Schematic representation of (a) the stop-signal task, (b) the delay-discounting task and (c) the 5-CSRT task. Each figure shows the functional panels from operant-conditioning chambers (a and b) and the 9-hole, or 5-hole box (c). In the stop-signal task, rats begin each trial with a nose poke in the central food magazine (i). The go trial phase begins with a left lever press (ii) and then the rat must move quickly to press the right lever (iii) to complete the ‘go’ response. A correct trial is rewarded with a food pellet (iv). On 20% of trials (randomly distributed through the session), a stop signal during the go phase signals that the rat must inhibit the right lever press (v) to receive a food pellet. In the delay-aversion/delay-discounting task, trials begin automatically (i) with presentation of both levers (ii). Selection of one lever (e.g., the left lever, iii) gives one food pellet with no delay (iv). Selection of the other lever (e.g., the right lever (v) gives four pellets but after a delay of 0, 10, 20, 40, or 60 s (vi). The rats receive an inter-trial interval (ITI) for the remainder of each 100-s trial to ensure that rats completing no-delay trials do not earn greater numbers of rewards simply by completing greater numbers of trials. In the 5-CSRT task, the rat begins each trial with a nose poke in the food magazine (i), which is located on the opposite wall of the chamber to the response apertures. Following a 5-second ITI a brief (500ms) light appears in one of the apertures (ii) and the rat must make a nose poke response in that hole (iii) to receive a food reward (iv). Responding in a different hole is incorrect (v). Perseverative responding is measured as repeated nose poke responses after the food has been delivered (vi).

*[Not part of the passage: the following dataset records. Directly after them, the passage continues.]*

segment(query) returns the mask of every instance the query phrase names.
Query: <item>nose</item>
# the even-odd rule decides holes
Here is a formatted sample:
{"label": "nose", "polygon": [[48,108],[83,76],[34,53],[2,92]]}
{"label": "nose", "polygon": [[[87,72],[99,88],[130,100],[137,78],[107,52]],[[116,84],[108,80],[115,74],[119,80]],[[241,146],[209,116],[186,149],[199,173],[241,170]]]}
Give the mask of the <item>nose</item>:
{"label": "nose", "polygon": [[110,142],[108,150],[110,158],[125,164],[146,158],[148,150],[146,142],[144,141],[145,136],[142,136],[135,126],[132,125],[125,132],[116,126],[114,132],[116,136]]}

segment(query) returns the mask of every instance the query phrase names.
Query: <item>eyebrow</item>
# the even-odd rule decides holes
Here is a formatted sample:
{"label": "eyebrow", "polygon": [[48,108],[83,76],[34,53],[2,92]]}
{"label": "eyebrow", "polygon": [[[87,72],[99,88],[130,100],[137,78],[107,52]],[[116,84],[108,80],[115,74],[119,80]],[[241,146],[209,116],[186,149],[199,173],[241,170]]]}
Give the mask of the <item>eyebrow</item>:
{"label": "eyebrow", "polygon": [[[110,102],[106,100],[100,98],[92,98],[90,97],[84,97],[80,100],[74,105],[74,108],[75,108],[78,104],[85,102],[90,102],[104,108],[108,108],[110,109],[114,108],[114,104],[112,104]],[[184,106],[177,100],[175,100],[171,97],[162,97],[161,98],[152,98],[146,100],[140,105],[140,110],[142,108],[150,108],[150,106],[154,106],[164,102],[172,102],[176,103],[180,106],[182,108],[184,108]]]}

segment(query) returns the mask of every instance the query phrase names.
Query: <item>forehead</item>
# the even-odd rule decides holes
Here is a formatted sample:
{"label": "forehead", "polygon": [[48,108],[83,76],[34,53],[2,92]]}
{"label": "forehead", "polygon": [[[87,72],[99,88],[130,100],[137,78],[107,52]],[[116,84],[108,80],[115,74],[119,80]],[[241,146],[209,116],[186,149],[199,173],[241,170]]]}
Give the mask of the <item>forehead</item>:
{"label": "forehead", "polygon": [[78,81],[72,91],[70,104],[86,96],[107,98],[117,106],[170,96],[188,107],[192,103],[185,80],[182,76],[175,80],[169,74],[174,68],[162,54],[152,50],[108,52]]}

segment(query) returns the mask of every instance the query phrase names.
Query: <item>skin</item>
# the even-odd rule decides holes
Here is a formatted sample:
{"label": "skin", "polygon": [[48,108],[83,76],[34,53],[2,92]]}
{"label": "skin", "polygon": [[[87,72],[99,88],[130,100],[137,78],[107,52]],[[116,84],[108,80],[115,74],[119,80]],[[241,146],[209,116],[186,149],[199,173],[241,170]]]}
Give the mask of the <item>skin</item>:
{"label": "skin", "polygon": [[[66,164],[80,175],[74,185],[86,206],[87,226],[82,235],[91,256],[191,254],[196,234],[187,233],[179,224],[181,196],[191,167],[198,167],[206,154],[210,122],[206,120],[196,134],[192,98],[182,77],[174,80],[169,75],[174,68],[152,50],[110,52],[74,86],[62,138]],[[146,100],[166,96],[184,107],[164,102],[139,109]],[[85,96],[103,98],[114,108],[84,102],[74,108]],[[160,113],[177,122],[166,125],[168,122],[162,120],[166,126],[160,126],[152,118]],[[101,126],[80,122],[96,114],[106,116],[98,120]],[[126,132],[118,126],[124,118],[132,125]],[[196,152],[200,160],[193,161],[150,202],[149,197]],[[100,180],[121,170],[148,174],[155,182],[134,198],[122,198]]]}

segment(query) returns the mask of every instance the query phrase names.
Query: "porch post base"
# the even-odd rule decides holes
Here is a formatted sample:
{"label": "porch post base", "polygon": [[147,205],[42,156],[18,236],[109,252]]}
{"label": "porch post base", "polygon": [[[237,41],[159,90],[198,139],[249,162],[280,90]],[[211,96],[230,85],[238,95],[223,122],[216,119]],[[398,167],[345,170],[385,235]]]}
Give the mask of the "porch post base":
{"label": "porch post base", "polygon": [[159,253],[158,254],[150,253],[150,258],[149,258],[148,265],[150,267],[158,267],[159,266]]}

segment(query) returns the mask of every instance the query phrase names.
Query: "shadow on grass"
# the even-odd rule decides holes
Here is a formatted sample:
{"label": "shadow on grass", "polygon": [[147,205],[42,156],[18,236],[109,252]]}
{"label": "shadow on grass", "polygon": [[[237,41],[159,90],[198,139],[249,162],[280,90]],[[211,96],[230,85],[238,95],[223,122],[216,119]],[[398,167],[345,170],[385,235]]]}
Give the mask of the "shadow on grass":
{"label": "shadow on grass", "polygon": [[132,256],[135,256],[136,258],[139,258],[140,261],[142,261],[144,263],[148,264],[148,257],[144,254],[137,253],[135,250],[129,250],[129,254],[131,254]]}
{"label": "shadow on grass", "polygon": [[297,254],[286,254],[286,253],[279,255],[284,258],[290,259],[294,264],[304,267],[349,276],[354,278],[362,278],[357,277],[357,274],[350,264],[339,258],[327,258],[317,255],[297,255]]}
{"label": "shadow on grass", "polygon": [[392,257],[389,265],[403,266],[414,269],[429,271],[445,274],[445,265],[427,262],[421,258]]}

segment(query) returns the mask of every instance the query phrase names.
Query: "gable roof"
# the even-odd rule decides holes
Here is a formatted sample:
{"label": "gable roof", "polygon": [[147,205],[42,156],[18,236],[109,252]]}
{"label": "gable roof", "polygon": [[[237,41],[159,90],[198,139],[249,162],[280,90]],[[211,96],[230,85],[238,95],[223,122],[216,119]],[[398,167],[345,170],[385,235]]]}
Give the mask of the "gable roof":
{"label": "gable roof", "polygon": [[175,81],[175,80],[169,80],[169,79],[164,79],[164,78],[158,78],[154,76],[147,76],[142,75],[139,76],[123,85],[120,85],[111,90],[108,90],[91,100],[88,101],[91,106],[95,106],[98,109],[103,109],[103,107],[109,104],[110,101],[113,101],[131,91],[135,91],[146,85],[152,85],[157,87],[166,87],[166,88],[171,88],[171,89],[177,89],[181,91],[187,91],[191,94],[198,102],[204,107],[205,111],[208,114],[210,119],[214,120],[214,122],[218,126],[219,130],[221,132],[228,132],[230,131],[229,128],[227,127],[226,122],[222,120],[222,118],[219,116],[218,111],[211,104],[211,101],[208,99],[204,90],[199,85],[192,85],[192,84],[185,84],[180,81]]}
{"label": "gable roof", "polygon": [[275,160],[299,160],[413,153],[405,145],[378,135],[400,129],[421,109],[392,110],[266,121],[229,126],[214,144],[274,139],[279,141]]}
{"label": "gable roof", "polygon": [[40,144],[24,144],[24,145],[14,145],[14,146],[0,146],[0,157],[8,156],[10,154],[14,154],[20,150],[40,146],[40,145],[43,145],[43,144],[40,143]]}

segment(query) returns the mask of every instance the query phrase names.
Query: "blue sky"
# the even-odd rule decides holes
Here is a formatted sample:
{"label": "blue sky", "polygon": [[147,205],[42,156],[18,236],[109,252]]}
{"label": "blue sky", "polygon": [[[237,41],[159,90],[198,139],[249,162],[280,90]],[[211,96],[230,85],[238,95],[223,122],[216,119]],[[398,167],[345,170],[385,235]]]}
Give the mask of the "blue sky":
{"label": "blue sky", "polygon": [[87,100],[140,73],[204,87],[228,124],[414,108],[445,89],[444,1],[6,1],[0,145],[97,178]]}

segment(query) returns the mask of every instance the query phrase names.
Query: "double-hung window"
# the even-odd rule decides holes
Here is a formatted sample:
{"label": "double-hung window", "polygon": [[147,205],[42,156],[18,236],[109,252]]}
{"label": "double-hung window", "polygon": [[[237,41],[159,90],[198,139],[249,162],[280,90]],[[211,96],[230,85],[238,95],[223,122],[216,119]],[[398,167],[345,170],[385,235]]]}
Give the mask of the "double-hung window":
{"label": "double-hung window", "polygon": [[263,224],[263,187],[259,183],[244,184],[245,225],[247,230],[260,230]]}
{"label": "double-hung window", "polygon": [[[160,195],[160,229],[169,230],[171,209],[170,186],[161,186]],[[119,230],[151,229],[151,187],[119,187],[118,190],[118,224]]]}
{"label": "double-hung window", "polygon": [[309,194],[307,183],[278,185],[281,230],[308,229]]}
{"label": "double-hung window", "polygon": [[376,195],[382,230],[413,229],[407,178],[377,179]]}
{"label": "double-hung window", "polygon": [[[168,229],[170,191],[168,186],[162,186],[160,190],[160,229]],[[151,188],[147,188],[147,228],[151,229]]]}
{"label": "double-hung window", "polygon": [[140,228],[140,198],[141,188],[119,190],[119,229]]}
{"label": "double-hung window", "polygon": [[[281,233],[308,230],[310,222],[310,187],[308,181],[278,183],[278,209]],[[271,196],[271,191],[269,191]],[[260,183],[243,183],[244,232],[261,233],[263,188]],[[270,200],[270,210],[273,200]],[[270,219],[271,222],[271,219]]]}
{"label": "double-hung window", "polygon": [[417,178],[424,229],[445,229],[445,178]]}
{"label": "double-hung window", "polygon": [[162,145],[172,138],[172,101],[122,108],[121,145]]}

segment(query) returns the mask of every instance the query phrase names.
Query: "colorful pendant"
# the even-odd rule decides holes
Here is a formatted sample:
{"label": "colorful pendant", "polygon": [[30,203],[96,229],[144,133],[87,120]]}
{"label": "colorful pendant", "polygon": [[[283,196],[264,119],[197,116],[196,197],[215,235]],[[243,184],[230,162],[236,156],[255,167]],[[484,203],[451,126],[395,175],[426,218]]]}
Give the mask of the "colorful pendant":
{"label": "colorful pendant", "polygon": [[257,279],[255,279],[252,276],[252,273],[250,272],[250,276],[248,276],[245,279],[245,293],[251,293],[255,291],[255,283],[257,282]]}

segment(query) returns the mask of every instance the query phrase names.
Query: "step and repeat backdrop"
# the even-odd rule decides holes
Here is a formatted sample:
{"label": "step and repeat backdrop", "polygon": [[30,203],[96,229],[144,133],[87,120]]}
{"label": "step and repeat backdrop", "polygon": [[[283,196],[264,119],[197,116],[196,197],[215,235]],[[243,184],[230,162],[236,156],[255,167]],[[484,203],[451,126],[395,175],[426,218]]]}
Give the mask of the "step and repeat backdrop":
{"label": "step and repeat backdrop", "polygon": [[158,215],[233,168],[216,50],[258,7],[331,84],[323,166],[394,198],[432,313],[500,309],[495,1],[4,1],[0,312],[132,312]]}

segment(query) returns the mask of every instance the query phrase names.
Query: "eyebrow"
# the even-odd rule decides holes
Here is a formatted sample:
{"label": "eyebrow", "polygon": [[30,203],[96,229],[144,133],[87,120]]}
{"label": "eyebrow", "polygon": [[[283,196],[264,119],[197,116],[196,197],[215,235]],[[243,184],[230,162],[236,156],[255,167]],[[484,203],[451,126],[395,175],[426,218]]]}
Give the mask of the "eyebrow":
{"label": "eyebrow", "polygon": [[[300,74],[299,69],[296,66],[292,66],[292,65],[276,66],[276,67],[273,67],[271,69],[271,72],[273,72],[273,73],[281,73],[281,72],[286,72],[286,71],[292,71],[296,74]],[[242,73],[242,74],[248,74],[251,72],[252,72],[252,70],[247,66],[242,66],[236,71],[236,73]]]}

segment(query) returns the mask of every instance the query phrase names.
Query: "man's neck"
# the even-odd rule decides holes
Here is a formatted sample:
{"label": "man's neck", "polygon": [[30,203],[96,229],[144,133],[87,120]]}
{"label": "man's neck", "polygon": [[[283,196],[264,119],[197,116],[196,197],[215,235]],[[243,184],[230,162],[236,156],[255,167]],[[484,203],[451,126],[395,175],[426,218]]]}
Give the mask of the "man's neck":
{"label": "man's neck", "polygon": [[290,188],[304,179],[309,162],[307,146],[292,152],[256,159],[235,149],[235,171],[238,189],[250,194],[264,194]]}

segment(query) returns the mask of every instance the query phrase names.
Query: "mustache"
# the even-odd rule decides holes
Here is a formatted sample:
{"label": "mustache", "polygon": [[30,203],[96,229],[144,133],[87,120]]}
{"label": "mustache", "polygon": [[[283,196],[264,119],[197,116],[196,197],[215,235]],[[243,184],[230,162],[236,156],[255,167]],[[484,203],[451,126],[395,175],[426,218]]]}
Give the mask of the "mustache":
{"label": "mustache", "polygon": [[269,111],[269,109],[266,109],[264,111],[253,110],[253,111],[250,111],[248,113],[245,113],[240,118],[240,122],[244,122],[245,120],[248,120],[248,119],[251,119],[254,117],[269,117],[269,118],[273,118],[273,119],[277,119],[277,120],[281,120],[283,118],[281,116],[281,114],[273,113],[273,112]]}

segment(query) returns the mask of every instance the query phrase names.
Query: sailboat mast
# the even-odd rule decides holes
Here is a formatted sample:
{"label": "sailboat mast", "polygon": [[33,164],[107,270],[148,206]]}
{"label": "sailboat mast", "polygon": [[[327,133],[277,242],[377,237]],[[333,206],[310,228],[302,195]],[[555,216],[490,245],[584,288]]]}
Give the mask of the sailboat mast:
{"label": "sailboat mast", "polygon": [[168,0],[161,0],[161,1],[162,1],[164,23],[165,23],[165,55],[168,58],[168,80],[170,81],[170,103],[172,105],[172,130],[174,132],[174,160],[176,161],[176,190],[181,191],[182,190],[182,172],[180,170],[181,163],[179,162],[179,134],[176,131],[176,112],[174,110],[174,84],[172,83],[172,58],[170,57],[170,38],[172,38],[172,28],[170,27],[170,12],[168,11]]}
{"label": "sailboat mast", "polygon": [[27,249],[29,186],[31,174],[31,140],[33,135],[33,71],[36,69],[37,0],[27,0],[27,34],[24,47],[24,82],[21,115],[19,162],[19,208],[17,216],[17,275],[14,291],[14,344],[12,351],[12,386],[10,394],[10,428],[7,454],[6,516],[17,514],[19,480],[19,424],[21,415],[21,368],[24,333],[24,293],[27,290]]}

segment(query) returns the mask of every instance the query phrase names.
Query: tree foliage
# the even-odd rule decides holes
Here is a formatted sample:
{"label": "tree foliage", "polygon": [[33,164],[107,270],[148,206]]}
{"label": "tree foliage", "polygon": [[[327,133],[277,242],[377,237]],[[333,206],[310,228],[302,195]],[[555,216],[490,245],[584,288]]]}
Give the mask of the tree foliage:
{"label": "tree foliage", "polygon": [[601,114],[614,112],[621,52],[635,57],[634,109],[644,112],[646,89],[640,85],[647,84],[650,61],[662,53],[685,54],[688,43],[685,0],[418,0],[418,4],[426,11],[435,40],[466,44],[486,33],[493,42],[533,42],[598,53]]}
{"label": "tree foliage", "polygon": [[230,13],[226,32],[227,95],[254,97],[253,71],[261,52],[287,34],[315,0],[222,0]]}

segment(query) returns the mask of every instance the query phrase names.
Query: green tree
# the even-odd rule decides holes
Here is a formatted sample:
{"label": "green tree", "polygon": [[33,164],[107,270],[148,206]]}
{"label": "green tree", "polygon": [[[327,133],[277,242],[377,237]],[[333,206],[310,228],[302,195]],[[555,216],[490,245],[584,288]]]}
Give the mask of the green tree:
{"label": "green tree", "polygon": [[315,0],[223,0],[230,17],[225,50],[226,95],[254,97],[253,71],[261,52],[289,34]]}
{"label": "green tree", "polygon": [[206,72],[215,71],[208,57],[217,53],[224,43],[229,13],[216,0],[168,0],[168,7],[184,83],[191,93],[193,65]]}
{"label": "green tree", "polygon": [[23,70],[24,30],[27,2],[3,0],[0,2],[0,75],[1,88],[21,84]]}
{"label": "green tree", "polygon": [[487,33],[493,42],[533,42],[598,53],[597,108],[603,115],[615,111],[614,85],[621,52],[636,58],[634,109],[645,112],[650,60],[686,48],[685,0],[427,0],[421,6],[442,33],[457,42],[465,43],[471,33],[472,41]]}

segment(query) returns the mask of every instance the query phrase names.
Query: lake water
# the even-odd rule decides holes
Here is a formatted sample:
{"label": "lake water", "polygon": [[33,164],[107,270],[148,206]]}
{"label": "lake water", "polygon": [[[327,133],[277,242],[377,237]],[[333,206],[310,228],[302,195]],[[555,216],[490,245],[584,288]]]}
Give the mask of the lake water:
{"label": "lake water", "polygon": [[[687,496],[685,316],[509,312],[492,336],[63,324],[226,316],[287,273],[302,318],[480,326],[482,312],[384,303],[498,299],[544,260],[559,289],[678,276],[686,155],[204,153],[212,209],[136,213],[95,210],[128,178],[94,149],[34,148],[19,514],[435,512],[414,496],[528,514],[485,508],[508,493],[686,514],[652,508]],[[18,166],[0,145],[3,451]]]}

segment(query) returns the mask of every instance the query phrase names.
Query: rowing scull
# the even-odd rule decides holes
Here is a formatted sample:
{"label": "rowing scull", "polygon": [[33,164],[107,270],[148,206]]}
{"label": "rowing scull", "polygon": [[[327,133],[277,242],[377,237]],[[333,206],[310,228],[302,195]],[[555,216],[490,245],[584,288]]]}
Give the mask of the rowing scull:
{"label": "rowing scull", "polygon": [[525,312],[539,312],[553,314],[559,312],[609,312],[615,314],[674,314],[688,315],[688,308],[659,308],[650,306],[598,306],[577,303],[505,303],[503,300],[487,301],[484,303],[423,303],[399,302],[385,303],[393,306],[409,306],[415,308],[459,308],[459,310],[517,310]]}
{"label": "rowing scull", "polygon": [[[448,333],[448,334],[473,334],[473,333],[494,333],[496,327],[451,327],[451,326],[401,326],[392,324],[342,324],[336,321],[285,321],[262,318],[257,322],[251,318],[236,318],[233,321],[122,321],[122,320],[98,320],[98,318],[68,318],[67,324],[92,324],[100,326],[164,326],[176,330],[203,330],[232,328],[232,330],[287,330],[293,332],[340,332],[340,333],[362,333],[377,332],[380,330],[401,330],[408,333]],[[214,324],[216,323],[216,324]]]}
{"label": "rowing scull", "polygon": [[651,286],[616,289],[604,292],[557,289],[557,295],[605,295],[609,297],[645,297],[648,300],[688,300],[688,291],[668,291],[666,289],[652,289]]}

Impulsive action is measured as premature responses, where a response occurs during the ITI (vii) before the light signal.

Fig. 4

Schematic representation of the major inhibitory processes in the stop-signal, 5-CSRT and delay-discounting tasks from lesion and pharmacological manipulations. Colored bands surrounding each structure highlight the roles of key structures in inhibitory processes. Hatched-shaded bands indicates no effect of excitotoxic lesions but an effect under other circumstances (e.g., dependent on previous behavior, or following pharmacological manipulations). Grey structures indicate that no information is available. Arrows highlight connections between regions that are of interest for response inhibition networks.